March 2008 | Volume 11/ Number 3
Voice Quality Monitoring — Supercharged Quality of Service
By: Todd Lattanzi, ADTRAN
As voice and data networks converge into a single communications network, Quality of Service (QoS) is of growing importance. QoS allows a network to provide better service to selected traffic and enables the network to handle both mission-critical and best-effort traffic on the same infrastructure. But what happens when there are problems with voice quality on this new converged network?
Today, when an end user complains of voice quality problems, an administrator has to check a number of areas like QoS configurations, interface errors and network utilization to find the cause. For calls across a Wide Area Network (WAN) connection between sites, there is no way to know if the problem is on the remote Local Area Network (LAN), the local LAN, or the WAN in between.
The solution lies in the ability to more closely examine the problem and determine where in the data stream the problem is occurring, why it is occurring and what can be done to correct it. QoS alone is not the answer. The answer lies in Voice Quality Monitoring (VQM).
VQM moves beyond QoS and can save time in the troubleshooting process for network administrators, value-added resellers (VARs), managed service providers and carriers. With VQM, the time involved in troubleshooting the problem, determining the cause and working toward a resolution is significantly reduced. The result is a rapid return to a high-quality service experience for the VoIP user.
In essence, VQM allows the network administrator to examine the full data stream and identify problem areas down to the packet level in an easy-to-use graphical interface. To better understand how VQM works and the benefits it provides, let’s examine some common problems encountered on a VoIP network.
The first parameter often examined when there is less than desirable performance on a VoIP network is the Mean Opinion Score or MOS. The MOS provides a numerical measure of the quality of human speech at the destination end of the circuit. The scheme uses subjective tests (opinionated scores) that are mathematically averaged to obtain a quantitative indicator of the system performance. To determine MOS, a number of listeners rate the quality of test sentences read aloud over the communications circuit by male and female speakers. A listener gives each sentence a rating as follows: (1) bad; (2) poor; (3) fair; (4) good; (5) excellent. The MOS is the arithmetic mean of all the individual scores and can range from one to five. Acceptable MOS scores are four and above. When an unacceptable MOS is noted, the cause must be determined because the call quality is illegible.
In addition to MOS, there are three primary areas that need to be examined to properly determine the cause of the unacceptable voice quality. These are delay, jitter, and packet loss.
Delay, or simply stated, the amount of time between reception of packets, is critical to voice quality. So much so that the ITU G.114 specification outlines a one-way delay of no more than 150 milliseconds, in order to meet the measure of a “high-quality” voice experience.
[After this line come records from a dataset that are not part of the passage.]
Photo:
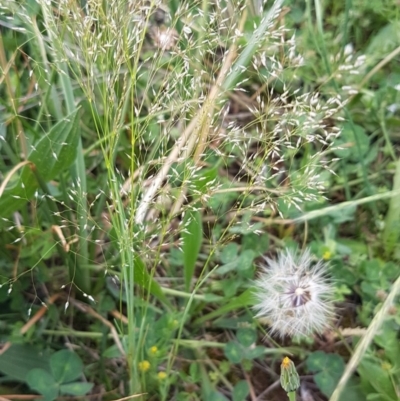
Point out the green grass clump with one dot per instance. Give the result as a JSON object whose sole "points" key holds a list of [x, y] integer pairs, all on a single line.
{"points": [[154, 153]]}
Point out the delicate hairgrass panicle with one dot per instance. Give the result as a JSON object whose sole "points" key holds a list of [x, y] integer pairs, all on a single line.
{"points": [[295, 295]]}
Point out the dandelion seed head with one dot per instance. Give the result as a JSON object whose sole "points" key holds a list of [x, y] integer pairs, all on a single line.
{"points": [[294, 295]]}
It is this value that the packet network must be engineered to meet, at worst, and preferably beat it by a good margin.
Next is jitter. A VoIP conversation is made up of many thousands of packets. IP networks with all the other applications flowing over it will inherently affect individual packets of a conversation differently, resulting in variations in the total delay for a single packet. That variation is called jitter. Too much jitter is a bad thing. There are some mechanisms on VoIP devices to compensate for a small amount of jitter, called jitter buffers, but if the variations are too extreme, even the best jitter buffers will not be able to overcome the variation.
Packet loss can be a major issue in VoIP networks. The amount of loss experienced by a packet flow is affected by buffer exhaustion and intentional packet drops.
Buffer exhaustion is a result of congestion caused by oversubscription or rate decoupling. For example if there are too many Gigabit feeder connections to a single Gigabit uplink the result is oversubscription. The switch device only has a limited amount of buffer space to hold excess packets while it tries to transmit on the single uplink. Under nominal operating conditions, these links are typically not a problem. But, in a high traffic situation, it is easy to see where some traffic must be dropped.
Rate-decoupling is a common occurrence. In this instance, high-speed LAN meets a much lower speed WAN connection. For instance, the Gigabit link from a router is feeding traffic to a router that has only a 45 megabit connection to the WAN, which is less than one-third of the LAN’s bandwidth. It is easy to see how the router would run out of buffer space.
Another parameter that is sometimes examined is out-of-order packets. Packets being sent out of order are not a problem. However, problems arise when there are issues on the receiving end of the stream and packets are not reassembled in the correct order.
The examination of these parameters is not new. In fact, there are standalone hardware and software packages that can be used to derive this data. However, this is typically presented in a rudimentary spreadsheet table requiring a great deal of work to make it easily understandable. Historically, standalone systems that provide the data in a manner that is easier to use have carried a hefty price tag. Recently, some equipment manufacturers have begun offering VQM as a feature of their operating systems. While this is a relatively new development, it has received a warm welcome from network administrators. The VQM technology in these systems provide a user-friendly, easy-to-understand graphical interface that allows administrators to quickly identify problems upstream, downstream and even within an individual unit.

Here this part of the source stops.